“Questions of Quality” is 30 years old! What, if anything, has changed in chromatography laboratories over that time? What, if anything, remains the same?
Back to the future! The origins of this column lie at the 1993 Pittsburgh Conference, when I was asked by Paul Moss, then editor of LCGC International, to write a six-part series on—wait for it—data integrity. The first column was published in September (1), and the original theme of data integrity has been the subject of many columns since then. Let’s start with a summary of what I wrote 30 years ago and see what, if anything, has changed.
The aim of the first column was to consider data integrity within an automated chromatography laboratory (1). My key points were:
Readers of this column will see that these are recurrent themes that I have written about in later instalments. Recently, I discussed how laboratories are still printing paper instead of working electronically (2)—some chromatographers never learn.
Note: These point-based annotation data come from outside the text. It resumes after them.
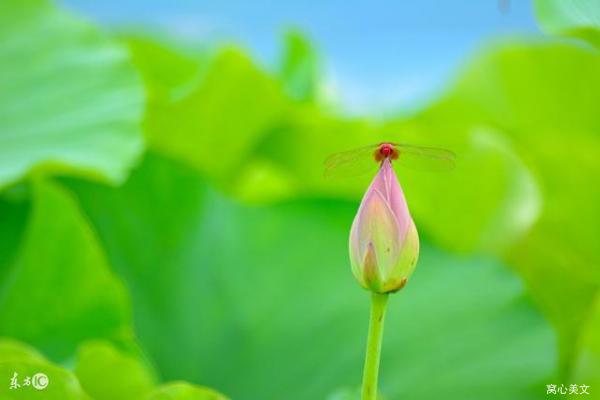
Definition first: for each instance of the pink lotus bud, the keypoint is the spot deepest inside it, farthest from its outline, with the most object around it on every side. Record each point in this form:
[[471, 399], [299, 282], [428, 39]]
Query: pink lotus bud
[[384, 244]]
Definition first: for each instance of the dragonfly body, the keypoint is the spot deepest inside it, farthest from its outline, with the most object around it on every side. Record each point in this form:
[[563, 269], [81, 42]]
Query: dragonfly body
[[385, 150], [364, 159]]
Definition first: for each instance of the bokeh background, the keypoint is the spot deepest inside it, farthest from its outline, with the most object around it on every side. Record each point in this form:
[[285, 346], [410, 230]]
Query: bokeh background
[[166, 231]]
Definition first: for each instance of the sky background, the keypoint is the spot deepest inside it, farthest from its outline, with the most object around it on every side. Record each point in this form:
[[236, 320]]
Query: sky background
[[377, 56]]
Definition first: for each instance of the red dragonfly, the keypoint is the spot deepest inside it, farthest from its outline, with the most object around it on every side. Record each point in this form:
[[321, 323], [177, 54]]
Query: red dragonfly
[[361, 160]]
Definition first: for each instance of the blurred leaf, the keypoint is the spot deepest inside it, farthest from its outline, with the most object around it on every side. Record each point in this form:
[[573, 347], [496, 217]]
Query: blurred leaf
[[579, 18], [168, 74], [71, 292], [19, 358], [587, 363], [218, 121], [221, 288], [184, 391], [549, 117], [299, 69], [109, 374], [69, 98]]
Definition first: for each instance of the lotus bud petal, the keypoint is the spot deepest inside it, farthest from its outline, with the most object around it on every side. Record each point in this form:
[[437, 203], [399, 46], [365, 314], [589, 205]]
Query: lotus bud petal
[[384, 244]]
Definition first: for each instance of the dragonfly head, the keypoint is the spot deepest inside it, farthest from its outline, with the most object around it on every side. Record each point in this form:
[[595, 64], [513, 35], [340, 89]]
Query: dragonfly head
[[386, 150]]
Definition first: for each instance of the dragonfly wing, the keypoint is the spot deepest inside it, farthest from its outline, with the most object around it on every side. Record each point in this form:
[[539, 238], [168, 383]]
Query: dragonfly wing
[[425, 158], [351, 163]]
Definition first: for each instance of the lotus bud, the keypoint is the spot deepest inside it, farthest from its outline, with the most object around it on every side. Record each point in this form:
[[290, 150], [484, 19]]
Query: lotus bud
[[384, 244]]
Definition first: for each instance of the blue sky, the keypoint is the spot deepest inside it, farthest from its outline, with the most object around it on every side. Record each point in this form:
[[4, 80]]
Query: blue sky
[[377, 55]]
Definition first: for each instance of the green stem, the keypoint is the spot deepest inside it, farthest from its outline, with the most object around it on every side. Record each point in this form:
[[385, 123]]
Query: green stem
[[371, 371]]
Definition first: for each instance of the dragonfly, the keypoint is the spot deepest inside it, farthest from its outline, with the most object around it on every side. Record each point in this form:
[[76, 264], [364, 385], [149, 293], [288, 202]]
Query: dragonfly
[[364, 159]]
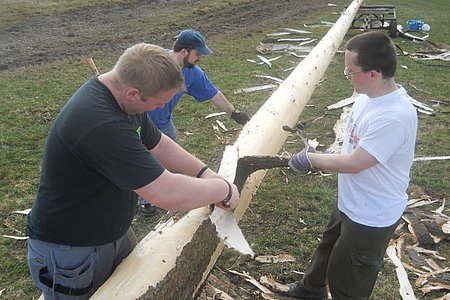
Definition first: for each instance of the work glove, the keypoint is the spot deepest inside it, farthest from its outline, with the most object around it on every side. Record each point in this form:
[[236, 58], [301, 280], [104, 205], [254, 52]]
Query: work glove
[[300, 163], [239, 117]]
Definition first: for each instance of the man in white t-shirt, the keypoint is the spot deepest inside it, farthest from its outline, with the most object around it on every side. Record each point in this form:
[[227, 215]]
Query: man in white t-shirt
[[373, 167]]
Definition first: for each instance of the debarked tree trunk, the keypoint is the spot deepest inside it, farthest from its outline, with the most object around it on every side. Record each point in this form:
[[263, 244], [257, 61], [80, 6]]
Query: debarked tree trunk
[[173, 261]]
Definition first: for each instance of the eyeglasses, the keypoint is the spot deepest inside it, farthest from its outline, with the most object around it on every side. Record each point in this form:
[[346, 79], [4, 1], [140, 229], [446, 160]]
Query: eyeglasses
[[347, 72]]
References to outdated technology such as optical disks and binary-coded decimal (BCD) communication of vial numbers to the chromatography data system (CDS) have not stood the test of time. This only goes to show that you can’t win them all.
Two of my past columns have discussed sample labelling using barcodes, with the suggestion of looking at your local supermarket to see how they use barcodes to manage stock and then taking these principles and applying them in your own laboratory (3,4). There was practical advice to ensure that you had the right tack label adhesive for the type of container and storage conditions. This was an example of Horner’s Five Thumbed Postulate in action (the amount of experience is directly proportional to the number of systems ruined), as I had bought a quarter of a million sample labels with the wrong tack adhesive.
There were columns on how to evaluate and purchase a chromatograph and a CDS. In the former there was mention of a cupboard that all laboratories have, typically furthest from the head of the lab’s office, where they stash all instrument disasters (5). If your laboratory suffers from an end of fiscal year slush fund spend where you have a month to use it or lose it, you’ll find plenty of candidates for the cupboard. At least you have a fighting chance of hiding your mistakes, unlike a CDS where the wrong system is visible with no hiding place (6). Writing a specification is critical and varies from minimal for a chromatograph to more extensive for a CDS (7).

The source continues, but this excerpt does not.